= Robert Gordon (MP) =

British landowner and politician

Robert Gordon (1786–1864) was a British landowner and politician.

==Life==
He was the only son of William Gordon, a West Indies planter, of Auchendolly in Kirkcudbrightshire, and his wife Anna Nash, daughter of Stephen Nash of Bristol, and was educated at Eton College from 1799 to 1803. He entered Lincoln's Inn in 1803, and matriculated at Christ Church, Oxford in 1804, graduating B.A. in 1808 and M.A. in 1824.

Gordon succeeded his father in 1802, inheriting the West Indies plantation, and estates in Sherborne, Dorset and Cricklade, Wiltshire. He was a cornet (1805) and lieutenant (1808) in the Dorset yeomanry and a captain in the Wiltshire yeomanry (1816).

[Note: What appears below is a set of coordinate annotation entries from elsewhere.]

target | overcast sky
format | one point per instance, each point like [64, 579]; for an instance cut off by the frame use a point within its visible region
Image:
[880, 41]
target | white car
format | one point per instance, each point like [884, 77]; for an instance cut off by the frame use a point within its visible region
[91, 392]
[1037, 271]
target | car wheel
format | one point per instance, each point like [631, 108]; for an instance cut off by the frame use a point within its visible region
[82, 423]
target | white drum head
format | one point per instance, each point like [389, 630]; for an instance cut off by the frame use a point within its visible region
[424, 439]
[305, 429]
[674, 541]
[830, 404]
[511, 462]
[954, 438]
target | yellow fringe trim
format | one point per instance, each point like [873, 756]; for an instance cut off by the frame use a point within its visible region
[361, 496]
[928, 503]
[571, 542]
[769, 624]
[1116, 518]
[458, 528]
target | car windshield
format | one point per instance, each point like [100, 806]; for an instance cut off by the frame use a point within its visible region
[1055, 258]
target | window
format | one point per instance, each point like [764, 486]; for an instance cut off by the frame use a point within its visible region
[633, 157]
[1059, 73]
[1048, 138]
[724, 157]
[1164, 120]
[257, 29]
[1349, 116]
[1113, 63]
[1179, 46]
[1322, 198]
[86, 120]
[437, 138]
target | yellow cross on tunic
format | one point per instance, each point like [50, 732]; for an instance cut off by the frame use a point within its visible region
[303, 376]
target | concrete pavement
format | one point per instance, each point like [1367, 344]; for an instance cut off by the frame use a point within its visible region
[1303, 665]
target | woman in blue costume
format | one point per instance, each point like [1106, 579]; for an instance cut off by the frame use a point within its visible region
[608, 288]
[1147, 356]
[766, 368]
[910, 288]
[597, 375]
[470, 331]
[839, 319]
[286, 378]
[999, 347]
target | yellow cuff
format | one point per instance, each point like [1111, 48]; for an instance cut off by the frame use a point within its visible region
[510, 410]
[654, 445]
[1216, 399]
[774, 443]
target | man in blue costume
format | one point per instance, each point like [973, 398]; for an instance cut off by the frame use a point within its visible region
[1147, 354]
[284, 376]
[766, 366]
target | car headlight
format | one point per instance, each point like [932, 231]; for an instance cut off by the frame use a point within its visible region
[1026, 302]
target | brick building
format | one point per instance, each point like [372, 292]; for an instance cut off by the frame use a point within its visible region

Appointed High Sheriff of Gloucestershire for 1811–12, Gordon served as MP for Wareham from 1812 to 1818. He was then MP for Cricklade from 1818 to 1837 and for New Windsor from 1837 to 1841. He was a commissioner to the Board of Control from 1832 to 1833 and joint secretary from 1833 to 1834 and from 1835 to 1839. He was Financial Secretary to the Treasury from 1839 to 1841.

Gordon died in 1864.

==Family==
Gordon married his cousin Elizabeth Anne, the daughter of Charles Westley Coxe of Kemble House, Gloucestershire.